Откуда такой у Кара-Мергена? И кажется, у кого-то из воинов Темучина Баурджин как-то тоже видел такой. Откуда?
А оттуда же, откуда появились части японского самолета у Алтан Зэва – нынешнего вассала Боорчу – из урочища Оргон-Чуулсу!
Да, и Гамильдэ-Ичен ведь именно там нашел когда-то пропеллер! Если имеется пропеллер, почему бы и не быть мечу? Там много чего есть, в урочище. Если прийти туда в сентябре-октябре – «в месяц седых трав», как написано в древних рукописях, то можно…
Впрочем, Баурджин ходил, и не раз.
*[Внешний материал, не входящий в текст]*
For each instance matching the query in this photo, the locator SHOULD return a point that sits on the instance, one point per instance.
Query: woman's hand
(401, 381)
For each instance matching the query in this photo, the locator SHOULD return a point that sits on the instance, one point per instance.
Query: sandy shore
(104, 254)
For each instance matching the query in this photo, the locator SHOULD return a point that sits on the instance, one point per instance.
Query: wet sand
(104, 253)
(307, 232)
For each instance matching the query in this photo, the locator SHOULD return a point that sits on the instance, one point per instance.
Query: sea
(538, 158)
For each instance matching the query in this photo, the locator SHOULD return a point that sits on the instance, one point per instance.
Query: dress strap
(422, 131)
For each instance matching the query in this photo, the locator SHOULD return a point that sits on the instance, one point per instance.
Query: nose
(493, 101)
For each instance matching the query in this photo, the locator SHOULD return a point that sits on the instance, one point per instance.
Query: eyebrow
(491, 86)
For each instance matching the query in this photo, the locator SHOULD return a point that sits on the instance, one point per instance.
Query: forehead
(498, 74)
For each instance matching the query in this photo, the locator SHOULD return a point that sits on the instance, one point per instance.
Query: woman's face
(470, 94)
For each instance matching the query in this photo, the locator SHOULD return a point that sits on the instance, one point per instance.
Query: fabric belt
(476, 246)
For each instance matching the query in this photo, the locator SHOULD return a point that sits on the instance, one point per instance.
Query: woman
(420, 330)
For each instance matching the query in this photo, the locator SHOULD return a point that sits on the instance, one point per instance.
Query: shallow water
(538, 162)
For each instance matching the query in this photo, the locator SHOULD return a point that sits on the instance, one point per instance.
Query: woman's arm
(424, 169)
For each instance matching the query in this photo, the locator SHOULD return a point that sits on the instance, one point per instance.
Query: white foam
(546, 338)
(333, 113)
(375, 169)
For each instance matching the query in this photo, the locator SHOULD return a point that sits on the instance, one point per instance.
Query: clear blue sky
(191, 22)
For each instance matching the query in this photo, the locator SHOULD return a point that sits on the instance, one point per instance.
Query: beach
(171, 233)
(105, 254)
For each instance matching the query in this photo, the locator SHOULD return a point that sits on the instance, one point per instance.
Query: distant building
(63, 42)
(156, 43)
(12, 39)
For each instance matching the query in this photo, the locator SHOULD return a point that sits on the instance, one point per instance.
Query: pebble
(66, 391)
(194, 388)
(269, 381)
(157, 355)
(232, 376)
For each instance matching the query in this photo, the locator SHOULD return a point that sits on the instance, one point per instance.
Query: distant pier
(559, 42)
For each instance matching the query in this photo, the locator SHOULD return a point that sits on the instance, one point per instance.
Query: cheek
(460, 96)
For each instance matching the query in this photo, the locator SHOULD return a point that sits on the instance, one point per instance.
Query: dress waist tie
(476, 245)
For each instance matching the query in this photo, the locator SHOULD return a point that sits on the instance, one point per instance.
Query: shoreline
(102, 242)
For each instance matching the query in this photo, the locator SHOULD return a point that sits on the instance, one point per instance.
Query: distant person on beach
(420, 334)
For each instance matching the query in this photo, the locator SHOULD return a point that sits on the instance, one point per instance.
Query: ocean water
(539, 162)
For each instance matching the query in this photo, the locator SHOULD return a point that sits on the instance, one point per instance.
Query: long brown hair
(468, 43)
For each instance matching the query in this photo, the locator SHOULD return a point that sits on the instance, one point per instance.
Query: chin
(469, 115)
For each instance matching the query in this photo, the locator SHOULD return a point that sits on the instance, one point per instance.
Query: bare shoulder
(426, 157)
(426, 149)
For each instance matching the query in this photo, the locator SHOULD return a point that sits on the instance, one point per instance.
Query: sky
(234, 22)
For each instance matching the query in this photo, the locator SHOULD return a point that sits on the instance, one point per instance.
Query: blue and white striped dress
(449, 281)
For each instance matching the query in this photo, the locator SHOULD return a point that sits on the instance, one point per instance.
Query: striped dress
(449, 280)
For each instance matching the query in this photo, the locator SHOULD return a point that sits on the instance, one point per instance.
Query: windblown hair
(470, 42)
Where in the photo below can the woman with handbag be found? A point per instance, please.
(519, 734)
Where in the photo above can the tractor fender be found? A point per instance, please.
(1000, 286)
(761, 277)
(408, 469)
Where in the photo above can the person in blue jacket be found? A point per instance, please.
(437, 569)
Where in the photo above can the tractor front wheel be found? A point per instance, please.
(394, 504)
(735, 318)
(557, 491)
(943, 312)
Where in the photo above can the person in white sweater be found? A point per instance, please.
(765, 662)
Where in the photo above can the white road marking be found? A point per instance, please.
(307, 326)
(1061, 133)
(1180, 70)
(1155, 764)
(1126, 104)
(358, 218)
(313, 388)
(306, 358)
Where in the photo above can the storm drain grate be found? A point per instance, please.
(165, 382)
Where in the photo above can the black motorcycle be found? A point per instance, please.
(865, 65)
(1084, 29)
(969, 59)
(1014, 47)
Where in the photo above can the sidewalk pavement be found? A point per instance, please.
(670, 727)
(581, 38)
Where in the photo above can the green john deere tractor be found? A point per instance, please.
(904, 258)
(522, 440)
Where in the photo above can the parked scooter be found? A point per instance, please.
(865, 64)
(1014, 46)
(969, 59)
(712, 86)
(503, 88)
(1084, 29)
Особенно когда еще не родились дети. И без всякого эффекта. Ничего не нашел, никуда не проник, не то что в будущее, но даже и в развалившийся храм. А теперь и пытаться перестал – настолько врос в здешнюю жизнь: любимая жена, дети, друзья, приобретенное положение в обществе. Забывать уже начал прежнюю жизнь, которая лишь иногда прорывалась вдруг ностальгическими воспоминаниями… все реже.